YEMEN – ( 7 ottobre 2015 )

Crisi Yemen, si tratta sul piano di pace Onu

militanti yemeniti Houthi  - EPA

militanti yemeniti Houthi – EPA

Il Congresso generale del popolo (Gpc), il partito dell’ex presidente yemenita, Ali Abdullah Saleh, tra i sostenitori dei ribelli sciiti yemeniti Houthi, avrebbe accettato il piano di pace in sette punti presentato dall’Onu, durante i colloqui tra rappresentanti di Stati Uniti e Iran ed esponenti delle fazioni yemenite in lotta, tenuti a fine maggio scorso, a Muscat in Oman. Intanto, resta tesa la situazione nel Paese, dove ieri si sono verificati una serie di attacchi: almeno 15 ribelli Houthi sono morti in un attacco suicida a Sana’a, capitale dello Yemen. Ma che prospettive ci sarebbero se il piano di pace venisse effettivamente accolto anche dagli Houthi? Maria Caterina Bombarda lo ha chiesto a Eleonora Ardemagni, analista geopolitica dell’Istituto per gli studi di politica internazionale (Ispi):

R. – Il partito di Saleh, l’ex presidente, si è detto disponibile ad accettare un piano di pace elaborato dall’inviato dell’Onu e negoziato in queste settimane con grande fatica dall’Oman, il Paese mediatore per eccellenza in questa crisi. Il piano di pace si basa sulla Risoluzione 2216 dell’Onu dello scorso aprile, la quale chiede agli Houthi, quindi ai ribelli sciiti, e alle forze fedeli a Saleh di ritirarsi dai territori occupati e di restituire le armi sottratte all’esercito. Il partito di Saleh chiede però lo stop immediato dei bombardamenti della coalizione a guida saudita e la fine dell’embargo. Non si sa ancora se gli Houthi accetteranno o no questo piano. Questi segnali di pace che arrivano da Saleh e che non sono una novità – nel senso che già mesi fa Saleh tentò di smarcarsi da questa alleanza strumentale con gli Houthi per cercare di recuperare potere – arrivano nel momento in cui la coalizione saudita, che ha mandato soldati sul terreno da alcune settimane, sta recuperando alcuni territori strategici in particolare nell’area del Bab el-Mandeb nello stretto fondamentale per il commercio e per i transiti petroliferi.

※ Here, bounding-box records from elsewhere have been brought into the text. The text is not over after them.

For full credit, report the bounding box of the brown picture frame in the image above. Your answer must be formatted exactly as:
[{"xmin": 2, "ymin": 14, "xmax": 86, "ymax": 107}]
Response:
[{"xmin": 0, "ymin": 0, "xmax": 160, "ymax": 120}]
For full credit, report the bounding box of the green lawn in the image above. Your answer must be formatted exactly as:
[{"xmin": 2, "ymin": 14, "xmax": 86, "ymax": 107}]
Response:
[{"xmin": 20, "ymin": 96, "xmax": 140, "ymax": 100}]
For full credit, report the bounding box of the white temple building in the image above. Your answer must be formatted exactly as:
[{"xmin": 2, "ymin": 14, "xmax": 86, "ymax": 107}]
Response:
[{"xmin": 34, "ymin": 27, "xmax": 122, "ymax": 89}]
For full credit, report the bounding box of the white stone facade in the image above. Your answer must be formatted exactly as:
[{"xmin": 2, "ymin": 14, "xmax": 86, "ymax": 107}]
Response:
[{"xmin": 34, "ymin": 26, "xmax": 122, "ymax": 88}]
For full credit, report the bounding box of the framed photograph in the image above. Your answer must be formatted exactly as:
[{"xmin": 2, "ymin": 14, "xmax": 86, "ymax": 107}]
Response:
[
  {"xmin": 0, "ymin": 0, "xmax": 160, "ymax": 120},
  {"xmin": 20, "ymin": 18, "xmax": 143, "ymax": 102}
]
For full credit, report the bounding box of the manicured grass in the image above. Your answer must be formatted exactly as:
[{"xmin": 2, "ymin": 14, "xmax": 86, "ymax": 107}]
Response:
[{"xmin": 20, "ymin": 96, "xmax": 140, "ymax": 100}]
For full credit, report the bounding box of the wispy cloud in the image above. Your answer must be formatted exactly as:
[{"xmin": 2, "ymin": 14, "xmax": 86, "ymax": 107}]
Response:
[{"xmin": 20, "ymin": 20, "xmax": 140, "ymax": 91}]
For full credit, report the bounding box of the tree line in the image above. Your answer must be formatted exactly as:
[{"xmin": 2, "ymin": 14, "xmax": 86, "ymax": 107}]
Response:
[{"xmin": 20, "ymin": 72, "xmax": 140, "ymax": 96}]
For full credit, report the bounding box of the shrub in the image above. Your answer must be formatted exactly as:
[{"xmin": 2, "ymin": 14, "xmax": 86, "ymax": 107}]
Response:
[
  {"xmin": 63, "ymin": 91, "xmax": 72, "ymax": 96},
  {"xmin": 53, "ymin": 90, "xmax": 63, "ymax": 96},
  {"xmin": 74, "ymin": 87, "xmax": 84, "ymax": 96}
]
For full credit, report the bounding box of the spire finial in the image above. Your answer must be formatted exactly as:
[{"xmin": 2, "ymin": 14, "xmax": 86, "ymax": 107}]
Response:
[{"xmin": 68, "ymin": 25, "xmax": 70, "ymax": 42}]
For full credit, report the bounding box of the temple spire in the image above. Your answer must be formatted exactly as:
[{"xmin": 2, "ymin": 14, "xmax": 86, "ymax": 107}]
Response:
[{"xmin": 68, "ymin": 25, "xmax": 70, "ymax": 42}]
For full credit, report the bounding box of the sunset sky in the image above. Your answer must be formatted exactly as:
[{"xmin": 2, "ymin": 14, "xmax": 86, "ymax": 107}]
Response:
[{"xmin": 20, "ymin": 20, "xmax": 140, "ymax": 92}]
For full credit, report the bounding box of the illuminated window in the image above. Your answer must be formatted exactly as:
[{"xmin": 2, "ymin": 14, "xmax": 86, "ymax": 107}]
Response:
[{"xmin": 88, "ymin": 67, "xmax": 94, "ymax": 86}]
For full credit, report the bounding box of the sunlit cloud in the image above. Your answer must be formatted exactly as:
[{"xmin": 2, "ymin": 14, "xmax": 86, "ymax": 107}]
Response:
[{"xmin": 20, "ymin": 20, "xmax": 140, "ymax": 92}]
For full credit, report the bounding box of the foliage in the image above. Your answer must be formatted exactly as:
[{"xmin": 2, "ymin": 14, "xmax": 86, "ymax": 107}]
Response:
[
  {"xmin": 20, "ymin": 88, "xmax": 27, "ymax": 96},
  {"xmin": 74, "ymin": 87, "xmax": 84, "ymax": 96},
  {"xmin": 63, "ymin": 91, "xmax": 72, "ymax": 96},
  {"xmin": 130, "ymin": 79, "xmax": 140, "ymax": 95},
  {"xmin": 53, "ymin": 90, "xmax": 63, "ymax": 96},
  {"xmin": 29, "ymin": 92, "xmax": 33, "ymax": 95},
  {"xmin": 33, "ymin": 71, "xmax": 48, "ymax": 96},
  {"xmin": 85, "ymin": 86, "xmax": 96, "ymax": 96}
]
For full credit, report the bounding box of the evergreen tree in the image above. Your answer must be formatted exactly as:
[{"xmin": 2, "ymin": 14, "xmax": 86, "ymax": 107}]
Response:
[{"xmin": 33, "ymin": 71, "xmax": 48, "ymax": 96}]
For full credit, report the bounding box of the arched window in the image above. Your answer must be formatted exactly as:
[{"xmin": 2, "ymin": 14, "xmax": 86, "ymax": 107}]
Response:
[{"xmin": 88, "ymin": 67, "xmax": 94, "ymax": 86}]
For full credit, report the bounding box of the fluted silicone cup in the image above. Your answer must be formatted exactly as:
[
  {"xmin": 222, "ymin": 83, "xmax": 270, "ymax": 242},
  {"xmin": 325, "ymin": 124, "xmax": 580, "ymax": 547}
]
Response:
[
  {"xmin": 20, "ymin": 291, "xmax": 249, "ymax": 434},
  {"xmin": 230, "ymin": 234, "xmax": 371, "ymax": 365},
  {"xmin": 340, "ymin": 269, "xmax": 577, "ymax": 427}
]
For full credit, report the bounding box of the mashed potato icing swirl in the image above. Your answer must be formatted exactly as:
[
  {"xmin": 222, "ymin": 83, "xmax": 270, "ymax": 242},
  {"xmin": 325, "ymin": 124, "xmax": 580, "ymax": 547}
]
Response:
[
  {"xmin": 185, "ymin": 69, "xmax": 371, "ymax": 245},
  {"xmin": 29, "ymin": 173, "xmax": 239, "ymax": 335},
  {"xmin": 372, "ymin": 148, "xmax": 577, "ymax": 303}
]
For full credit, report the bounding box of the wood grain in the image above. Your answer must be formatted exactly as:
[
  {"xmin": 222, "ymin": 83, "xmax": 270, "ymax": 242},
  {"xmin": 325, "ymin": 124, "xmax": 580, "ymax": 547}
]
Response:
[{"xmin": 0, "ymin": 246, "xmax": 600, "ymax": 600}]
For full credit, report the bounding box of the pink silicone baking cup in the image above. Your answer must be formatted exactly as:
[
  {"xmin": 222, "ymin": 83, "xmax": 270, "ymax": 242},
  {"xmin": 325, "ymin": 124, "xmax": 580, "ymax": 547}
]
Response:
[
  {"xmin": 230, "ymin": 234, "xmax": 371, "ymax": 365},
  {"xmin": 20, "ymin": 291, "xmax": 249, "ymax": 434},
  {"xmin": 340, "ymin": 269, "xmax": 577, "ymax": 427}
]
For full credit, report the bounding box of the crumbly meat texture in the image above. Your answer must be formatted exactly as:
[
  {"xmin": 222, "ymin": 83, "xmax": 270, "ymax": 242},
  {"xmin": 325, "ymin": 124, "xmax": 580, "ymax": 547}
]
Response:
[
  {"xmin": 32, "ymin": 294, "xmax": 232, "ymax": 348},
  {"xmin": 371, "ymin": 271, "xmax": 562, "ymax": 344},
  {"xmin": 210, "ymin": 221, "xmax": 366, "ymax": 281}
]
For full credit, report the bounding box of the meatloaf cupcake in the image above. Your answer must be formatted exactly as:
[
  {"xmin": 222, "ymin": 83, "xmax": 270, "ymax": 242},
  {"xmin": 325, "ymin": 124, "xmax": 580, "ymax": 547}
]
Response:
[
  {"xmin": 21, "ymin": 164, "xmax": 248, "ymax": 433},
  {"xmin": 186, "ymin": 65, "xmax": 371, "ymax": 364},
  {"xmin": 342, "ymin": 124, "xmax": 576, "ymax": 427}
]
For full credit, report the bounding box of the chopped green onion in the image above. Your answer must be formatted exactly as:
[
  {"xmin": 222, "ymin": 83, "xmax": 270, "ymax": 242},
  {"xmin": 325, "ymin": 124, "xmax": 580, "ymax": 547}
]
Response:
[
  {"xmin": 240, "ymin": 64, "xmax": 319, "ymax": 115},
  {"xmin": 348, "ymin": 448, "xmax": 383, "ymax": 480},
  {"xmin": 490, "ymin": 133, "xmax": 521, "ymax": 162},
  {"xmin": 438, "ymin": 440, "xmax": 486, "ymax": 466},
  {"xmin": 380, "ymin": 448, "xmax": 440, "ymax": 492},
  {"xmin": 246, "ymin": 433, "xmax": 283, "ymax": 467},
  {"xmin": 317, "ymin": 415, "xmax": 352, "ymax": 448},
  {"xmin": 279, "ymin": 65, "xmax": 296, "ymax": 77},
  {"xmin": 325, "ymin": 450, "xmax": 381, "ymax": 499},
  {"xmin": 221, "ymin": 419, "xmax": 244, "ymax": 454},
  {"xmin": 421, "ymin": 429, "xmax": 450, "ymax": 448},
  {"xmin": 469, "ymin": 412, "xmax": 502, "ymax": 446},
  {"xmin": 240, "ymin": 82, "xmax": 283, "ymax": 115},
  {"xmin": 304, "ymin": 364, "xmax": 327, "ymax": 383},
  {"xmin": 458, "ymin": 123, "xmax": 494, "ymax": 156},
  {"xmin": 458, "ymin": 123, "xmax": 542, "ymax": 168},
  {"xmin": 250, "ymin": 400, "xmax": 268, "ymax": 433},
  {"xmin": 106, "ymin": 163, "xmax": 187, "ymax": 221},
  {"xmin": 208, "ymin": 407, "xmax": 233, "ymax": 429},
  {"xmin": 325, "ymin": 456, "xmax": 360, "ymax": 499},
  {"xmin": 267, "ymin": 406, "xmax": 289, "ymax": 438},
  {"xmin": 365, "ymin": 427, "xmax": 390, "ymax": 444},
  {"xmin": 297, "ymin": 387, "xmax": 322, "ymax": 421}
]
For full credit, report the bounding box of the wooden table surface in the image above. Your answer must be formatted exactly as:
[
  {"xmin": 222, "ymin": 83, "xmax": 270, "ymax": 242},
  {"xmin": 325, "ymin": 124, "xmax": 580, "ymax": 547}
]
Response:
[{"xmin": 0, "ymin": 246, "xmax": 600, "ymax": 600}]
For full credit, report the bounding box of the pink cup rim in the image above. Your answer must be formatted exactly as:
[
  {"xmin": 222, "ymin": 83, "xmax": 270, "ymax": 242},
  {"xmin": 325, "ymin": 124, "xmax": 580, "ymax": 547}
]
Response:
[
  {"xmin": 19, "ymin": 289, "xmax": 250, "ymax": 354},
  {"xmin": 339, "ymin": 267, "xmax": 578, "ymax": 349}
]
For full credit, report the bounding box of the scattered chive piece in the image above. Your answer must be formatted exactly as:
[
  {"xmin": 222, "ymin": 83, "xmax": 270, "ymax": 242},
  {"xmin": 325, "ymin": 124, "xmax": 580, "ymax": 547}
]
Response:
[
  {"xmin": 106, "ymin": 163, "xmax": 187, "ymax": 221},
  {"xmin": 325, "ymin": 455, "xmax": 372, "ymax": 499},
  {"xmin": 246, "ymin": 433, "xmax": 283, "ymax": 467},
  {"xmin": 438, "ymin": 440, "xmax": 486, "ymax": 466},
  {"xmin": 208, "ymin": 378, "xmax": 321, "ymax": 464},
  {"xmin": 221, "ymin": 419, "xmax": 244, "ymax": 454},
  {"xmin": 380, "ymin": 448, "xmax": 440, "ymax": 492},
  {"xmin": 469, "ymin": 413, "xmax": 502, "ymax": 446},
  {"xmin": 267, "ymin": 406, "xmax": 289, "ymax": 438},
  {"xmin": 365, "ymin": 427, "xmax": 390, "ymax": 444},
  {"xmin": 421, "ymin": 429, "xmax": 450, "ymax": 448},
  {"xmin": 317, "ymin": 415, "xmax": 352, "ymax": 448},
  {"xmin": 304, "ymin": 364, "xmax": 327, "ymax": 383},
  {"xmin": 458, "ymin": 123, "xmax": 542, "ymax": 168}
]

D. – Oltre al cessate-il-fuoco e al ritiro delle milizie armate, l’intese prevede anche il ritorno del governo da Aden alla capitale Sana’a. Che significato simbolico avrebbe questa operazione?

R. – Sana’a è la capitale dello Yemen unito dal 1991. In realtà, Sana’a in questa fase è ancora occupata sia dagli Houthi che dalle forze fedeli a Saleh. Aden è diventato il rifugio del governo riconosciuto dalla comunità internazionale.

D. – Ieri, si sono verificati degli attentati sia da parte dello Stato islamico sia da parte dell’Arabia saudita. Qual è ora la situazione nel Paese?

R. – Per quello che riguarda Aden, ieri si è assistito ad un evento nuovo. Non si è trattato di un attacco di militari sciiti, degli Houthi, ma di due autobombe – per quanto riguarda l’albergo – più altre due nei pressi di un quartiere militare saudita rivendicate dal sedicente Stato islamico. Questo dimostra che l’intensificarsi del conflitto civile e della violenza in Yemen hanno aperto uno spazio un po’ più grande per la violenza jihadista non solo di Al Qaeda nella Penisola arabica, ma anche delle rivendicazioni di cellule che si rifanno allo Stato islamico.

D. – Parallelamente, c’è anche l’allarme rifugiati. Secondo l’Unhcr, il numero di rifugiati fuori dal Paese ha superato le 114 mila unità e potrebbe superare le 200 mila il prossimo anno. Qual è la situazione umanitaria in questo momento?

R. – Lo Yemen, il Paese più povero della Penisola arabica e non solo, anche di tutto il mondo arabo, viveva già una condizione di crisi umanitaria, di carenza idrica, di malnutrizione da prima dell’inizio del conflitto yemenita e dei bombardamenti dell’Arabia Saudita, iniziati lo scorso marzo. L’imposizione di questo blocco navale e di questo embargo non hanno fatto che peggiorare questa situazione. Ricordiamoci inoltre che nelle terre settentrionali di origine degli Houthi, dopo le sei guerre combattute tra gli Houthi e il governo centrale fra il 2004 e il 2010, c’erano già tantissime persone sfollate. Quindi, non c’è solamente la questione dei profughi, ma anche quella degli sfollati interni.